Online learning has been around for many years, but as we advance with technology, online learning has begun to mean many different things to many different people. From completely independent courses that a student does on their own with little support to fully blended courses that are part online and part in person with a dedicated instructor. This also means that online learning has come under much criticism for not being a successful form of learning. However, much of this research is very focused on answering one question, Does a student do better in an online course rather than an in-person course? I suggest that this question has already been answered! We know from the greats Vygotsky, Dewey, Maslow etc. that teacher proximity or connection to the student increases learning. I would even argue that if a student can take a class in person with a caring teacher they can connect with, that is a better option for learning. However, online learning becomes an option (after videoconferencing) when said class or teacher is not available.
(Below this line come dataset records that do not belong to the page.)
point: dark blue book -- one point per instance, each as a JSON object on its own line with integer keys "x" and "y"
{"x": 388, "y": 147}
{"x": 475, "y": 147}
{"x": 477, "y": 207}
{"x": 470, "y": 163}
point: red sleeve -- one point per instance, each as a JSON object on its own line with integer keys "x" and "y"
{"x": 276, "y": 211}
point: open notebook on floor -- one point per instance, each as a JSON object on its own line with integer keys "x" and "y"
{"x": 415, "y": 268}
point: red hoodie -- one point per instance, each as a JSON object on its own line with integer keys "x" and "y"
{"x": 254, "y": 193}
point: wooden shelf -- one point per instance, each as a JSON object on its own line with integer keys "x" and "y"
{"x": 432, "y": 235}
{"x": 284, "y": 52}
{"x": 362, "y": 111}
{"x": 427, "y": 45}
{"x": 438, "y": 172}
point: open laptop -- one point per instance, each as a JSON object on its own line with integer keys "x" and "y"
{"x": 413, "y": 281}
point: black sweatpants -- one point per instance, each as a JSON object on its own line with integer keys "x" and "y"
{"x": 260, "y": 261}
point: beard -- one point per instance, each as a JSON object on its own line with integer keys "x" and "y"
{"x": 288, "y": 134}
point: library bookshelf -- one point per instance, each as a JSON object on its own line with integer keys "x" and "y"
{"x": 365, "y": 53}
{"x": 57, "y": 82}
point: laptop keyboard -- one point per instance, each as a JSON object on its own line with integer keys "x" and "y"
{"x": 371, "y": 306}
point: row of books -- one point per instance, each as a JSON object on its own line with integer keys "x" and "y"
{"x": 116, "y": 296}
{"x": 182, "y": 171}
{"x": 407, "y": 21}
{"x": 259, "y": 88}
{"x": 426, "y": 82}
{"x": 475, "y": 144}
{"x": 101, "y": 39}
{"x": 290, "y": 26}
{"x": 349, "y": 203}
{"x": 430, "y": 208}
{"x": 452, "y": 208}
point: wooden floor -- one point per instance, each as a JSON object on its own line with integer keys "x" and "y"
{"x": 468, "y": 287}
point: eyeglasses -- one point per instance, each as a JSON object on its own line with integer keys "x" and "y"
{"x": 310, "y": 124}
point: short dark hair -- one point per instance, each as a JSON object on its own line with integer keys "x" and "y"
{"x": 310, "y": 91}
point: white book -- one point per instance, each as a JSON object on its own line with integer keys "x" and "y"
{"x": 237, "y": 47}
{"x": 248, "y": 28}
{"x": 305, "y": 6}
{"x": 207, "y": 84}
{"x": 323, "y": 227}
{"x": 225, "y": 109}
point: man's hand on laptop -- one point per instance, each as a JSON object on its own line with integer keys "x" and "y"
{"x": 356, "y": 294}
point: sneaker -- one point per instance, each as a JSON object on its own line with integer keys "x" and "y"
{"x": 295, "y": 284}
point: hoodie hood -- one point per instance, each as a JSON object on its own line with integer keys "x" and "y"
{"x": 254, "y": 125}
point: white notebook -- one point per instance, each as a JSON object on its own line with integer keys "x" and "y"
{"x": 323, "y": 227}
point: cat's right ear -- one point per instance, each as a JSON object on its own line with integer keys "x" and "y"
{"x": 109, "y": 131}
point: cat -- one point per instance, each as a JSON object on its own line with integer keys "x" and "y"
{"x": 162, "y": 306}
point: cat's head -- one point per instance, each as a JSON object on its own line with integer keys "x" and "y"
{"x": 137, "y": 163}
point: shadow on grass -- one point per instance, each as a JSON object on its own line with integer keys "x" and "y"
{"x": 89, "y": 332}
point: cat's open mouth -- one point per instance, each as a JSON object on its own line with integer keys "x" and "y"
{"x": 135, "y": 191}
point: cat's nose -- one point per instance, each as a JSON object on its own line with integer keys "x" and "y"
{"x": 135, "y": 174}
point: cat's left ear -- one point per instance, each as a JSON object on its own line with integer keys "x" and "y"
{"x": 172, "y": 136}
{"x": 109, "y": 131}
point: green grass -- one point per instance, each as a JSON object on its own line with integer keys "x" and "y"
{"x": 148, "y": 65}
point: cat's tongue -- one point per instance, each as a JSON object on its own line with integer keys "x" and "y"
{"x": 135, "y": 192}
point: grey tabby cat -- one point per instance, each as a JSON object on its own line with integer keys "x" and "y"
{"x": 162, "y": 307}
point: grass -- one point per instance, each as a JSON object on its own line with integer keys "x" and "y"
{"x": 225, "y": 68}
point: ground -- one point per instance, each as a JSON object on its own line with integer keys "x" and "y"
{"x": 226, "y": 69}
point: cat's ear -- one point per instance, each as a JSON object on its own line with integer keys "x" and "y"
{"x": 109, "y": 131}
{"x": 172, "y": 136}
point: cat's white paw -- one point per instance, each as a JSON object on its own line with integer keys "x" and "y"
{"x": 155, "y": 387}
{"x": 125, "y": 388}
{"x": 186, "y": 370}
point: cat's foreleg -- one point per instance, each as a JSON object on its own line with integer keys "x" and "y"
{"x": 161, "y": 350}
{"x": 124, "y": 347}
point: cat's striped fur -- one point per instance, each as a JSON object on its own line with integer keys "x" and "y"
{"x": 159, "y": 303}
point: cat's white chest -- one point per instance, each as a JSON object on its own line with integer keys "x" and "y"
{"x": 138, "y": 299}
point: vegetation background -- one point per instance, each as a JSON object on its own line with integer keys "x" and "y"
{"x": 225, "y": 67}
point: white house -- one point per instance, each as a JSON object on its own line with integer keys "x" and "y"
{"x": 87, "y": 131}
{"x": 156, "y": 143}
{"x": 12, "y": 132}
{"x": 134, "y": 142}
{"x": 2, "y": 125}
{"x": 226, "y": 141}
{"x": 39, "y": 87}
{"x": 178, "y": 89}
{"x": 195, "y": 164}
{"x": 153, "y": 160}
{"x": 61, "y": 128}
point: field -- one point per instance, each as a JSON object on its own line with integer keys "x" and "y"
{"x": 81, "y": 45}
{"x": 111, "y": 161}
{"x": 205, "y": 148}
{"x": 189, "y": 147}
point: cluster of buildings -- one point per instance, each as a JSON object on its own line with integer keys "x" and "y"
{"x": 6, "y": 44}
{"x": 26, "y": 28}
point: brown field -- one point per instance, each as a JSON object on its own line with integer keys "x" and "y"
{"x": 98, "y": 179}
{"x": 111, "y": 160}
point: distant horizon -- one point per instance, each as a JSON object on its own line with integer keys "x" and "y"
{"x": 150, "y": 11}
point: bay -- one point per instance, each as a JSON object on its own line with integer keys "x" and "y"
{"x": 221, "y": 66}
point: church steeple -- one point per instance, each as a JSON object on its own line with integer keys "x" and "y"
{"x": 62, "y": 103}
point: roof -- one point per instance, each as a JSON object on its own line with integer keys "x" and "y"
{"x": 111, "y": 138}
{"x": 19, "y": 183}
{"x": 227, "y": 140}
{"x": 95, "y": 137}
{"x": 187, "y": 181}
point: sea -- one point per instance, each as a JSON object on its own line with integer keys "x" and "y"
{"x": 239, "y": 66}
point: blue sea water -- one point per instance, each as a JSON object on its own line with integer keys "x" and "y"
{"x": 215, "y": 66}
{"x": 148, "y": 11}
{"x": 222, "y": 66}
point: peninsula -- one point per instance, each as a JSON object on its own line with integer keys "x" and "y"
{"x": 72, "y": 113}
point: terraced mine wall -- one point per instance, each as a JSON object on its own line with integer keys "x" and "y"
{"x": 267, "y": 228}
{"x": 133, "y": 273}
Online classes provide access to learning that is otherwise not accessible. High quality and flexible online courses provide students access who do not have other options. This includes students in locations where courses or teachers are limited or not available. But what about students who DO have access in their local brick and mortar school? These are often students who for one reason or another do not fit the brick and mortar schedule, whether it is working full or part time, taking care of a child or a family, inability to attend the school due to illness, traveling, or focus on such things as professional sports, music or dance. Online learning can provide courses for these students that will fit their busy schedules and help students to earn their diplomas despite other focuses in their lives.
Finally, many people and researchers argue that students who take online courses for credit recovery are not benefiting from the learning or they struggle greatly and drop out. However, as an educator and an online teacher, I will argue that this is most likely due to the lack of support and skill building that is needed for these students. In a brick and mortar classroom, a teacher would identify these missing skills and teach them to a student. I expect the same thing should happen online. A caring online instructor will build a connection with their students online and provide an online community that a student can feel supported and successful. This is what AK Grad aims to provide. We have the ability provide flexible courses to help students gain missing life skills, such as time management or goal setting so students can be successful online. Like any learning, the passion and desire to learn is part of the equation, but a caring and supportive instructor can make all the difference. We want and believe students can succeed and attain their High School Diploma on their own terms.